After that, everything went zig zag. By 8am, I had already refereed a verbal argument between two little humans and shouted after them to pick up their toys. By 9am, I was deep in an internal argument with myself while washing dishes (what will give me greater peace: a clean cups and plates or a lie down on the sofa?) By 11am, I closed my eyes for a quick second only to wake up half an hour later in a panic over being late to a party that we were due to attend.
My husband-ever the zen-master-looked over at me as I was getting dressed and casually remarked that I looked stressed.
It wasn’t even midday but Day 2 was already a failure, or so I thought.

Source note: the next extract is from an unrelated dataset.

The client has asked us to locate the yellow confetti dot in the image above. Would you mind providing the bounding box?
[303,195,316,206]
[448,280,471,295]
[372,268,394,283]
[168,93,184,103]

While talking to a good friend of mine (a medical doctor) about yesterday’s ‘failure’, she reminded me that being aware of these stressful feelings is half the battle against mental illness. Self-awareness is important because it helps us understand who were are and why we behave the way we do. The more self-aware we are, the better masters of our emotions we become. Instead of feeling helpless in the face of stress, we can take control and respond to it in a healthy and productive way.